LONDON (Reuters) – Britain’s Rolls-Royce (RR.L) said it would cut 4,600 jobs to save 400 million pounds a year in the latest attempt by CEO Warren East to simplify the business and generate more cash.
East has been overhauling Rolls during his three years in charge of the engine-maker but the job cuts announced on Thursday come at a tricky time for a company which has been hit by problems with some aero-engines that has angered clients.
Parts in some versions of the Trent 1000 engine which powers the Boeing 787 Dreamliner jet are not lasting as long as expected, forcing the company to ground planes to carry out inspections.

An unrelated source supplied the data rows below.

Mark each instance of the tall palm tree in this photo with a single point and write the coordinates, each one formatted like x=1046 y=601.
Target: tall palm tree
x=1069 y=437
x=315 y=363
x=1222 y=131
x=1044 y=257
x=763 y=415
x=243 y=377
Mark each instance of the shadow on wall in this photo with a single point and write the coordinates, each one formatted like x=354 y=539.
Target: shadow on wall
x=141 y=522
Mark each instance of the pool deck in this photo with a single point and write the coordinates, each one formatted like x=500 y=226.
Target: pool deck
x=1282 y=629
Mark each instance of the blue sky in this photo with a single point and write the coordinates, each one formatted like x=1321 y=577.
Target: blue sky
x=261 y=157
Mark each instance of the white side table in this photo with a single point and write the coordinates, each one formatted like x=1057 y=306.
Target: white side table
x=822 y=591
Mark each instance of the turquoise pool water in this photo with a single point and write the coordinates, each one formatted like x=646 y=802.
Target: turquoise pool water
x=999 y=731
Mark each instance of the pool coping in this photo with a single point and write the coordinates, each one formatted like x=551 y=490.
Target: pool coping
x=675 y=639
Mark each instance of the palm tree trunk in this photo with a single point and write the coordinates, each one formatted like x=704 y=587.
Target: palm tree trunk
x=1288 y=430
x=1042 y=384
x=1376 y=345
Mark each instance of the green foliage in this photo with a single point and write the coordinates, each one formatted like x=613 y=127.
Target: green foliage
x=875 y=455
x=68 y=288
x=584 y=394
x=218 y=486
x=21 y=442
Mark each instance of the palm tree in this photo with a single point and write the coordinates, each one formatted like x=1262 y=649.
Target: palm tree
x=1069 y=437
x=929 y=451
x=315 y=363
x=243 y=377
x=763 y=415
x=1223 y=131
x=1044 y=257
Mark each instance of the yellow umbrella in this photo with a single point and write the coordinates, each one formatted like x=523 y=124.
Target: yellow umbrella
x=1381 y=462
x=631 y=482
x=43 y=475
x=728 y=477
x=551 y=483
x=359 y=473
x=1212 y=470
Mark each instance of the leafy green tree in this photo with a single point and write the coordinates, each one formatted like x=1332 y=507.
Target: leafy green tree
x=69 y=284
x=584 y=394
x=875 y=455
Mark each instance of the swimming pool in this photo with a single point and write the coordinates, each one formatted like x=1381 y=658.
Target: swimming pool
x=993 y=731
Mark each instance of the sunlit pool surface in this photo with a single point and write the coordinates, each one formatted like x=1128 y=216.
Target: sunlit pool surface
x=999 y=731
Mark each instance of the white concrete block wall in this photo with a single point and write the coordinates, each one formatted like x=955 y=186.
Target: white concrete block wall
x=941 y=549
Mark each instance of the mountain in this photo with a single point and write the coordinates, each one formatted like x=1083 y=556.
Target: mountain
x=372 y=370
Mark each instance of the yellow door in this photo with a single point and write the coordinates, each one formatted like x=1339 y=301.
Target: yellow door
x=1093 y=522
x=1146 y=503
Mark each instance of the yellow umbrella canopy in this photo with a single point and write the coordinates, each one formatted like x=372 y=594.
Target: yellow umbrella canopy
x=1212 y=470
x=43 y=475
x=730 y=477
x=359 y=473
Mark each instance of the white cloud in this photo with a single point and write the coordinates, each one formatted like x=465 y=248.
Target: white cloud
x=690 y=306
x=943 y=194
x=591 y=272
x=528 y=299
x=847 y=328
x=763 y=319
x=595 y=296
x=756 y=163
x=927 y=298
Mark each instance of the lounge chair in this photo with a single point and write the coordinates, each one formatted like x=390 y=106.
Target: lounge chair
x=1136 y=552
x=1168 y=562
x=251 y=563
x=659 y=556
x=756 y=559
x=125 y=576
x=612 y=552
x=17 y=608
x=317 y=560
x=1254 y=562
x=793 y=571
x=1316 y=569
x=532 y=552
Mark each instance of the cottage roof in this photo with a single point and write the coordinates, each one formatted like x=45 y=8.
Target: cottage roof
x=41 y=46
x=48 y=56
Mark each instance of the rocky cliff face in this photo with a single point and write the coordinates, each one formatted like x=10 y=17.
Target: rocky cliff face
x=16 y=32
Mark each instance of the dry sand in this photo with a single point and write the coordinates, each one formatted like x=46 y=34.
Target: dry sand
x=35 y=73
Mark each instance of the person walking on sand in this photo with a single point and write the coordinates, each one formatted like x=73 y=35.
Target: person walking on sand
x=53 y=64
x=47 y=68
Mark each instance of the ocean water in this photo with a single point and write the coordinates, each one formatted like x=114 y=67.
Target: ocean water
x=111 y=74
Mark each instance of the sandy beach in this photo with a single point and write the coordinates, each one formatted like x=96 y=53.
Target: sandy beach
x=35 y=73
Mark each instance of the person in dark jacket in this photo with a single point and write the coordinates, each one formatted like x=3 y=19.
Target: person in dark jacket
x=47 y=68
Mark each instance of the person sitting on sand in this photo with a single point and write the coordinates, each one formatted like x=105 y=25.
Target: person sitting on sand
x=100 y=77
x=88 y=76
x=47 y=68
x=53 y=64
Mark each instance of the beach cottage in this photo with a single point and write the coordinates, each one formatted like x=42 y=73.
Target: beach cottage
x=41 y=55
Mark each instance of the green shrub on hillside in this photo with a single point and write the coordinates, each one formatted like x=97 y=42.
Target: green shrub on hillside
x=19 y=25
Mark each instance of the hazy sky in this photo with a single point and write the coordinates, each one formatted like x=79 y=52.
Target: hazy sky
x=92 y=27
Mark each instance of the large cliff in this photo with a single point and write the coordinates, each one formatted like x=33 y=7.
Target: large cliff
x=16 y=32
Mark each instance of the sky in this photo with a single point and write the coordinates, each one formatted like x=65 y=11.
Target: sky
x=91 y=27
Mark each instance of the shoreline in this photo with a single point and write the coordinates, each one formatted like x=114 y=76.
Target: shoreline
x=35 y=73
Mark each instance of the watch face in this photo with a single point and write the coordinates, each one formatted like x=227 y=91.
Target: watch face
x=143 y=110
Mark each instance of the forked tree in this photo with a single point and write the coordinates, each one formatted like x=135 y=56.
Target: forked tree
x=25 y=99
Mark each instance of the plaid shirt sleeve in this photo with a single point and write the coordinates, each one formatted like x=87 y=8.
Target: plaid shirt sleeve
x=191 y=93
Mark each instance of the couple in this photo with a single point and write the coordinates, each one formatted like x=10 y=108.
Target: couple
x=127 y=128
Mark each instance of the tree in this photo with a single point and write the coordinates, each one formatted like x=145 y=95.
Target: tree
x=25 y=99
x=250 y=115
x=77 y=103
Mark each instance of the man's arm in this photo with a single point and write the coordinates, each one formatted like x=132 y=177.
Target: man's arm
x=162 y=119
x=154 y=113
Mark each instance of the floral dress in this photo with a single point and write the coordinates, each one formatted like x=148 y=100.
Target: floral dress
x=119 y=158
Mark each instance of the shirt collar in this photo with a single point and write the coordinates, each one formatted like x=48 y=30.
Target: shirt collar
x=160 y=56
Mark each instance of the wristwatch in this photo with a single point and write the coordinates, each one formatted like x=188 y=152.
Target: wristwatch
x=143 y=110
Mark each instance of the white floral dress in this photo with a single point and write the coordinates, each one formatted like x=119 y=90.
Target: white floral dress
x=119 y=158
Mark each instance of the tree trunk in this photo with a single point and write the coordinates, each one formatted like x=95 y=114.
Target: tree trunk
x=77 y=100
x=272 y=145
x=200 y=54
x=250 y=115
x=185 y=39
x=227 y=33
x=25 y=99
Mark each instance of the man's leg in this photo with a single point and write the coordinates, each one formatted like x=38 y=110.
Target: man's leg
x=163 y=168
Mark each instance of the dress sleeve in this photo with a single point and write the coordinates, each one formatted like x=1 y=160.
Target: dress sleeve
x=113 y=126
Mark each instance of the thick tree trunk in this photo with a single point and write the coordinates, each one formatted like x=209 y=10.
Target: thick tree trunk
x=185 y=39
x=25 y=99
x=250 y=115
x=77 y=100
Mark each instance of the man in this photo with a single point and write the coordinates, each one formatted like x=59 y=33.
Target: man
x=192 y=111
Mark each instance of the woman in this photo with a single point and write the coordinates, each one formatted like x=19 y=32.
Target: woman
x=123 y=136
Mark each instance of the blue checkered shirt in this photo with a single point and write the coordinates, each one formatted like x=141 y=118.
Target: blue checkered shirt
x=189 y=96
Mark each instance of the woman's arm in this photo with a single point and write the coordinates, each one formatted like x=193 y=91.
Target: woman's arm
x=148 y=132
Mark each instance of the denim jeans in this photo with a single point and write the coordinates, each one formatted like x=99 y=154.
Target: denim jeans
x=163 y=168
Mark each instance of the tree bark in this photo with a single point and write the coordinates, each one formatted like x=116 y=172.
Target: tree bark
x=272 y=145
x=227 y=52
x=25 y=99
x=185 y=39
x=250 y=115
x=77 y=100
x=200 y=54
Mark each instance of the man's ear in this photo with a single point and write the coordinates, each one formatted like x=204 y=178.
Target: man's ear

East said the job cuts were needed to help the company achieve profitable growth.
They will enable the company to save 400 million pounds ($536 million) a year by the end of 2020, but will cost it 500 million pounds over 2018, 2019 and 2020. It will be reported as separate one-off costs, allowing it to stick to its targets for free cash flow.
“These changes will help us deliver over the mid and longer-term a level of free cash flow well beyond our near-term ambition of around 1 billion pounds by around 2020,” East said in a statement on Thursday.
Rolls-Royce has 55,000 employees worldwide of which 26,000 are in Britain. The latest cuts follow a previous removal of around 5,000 roles which followed a series of profit warnings in 2014.
The company said the job cuts would predominantly be in the UK where most of its corporate and support functions are based. It employs 15,700 at its headquarters in Derby, central England.
Jefferies analyst Sandy Morris said while the market would not be surprised by the job cuts as East had hinted there was more restructuring to come, the timing was not ideal.
“Against the backdrop of costly Trent 1000 in-service issues and rising civil engine deliveries, we can see how it might stir a debate about whether the timing of this fundamental restructuring increases near-term risk,” he said.
Rolls said that despite the cost of fixing the Trent 1000 issues it was continuing to stick to its forecast for free cash flow for 2018.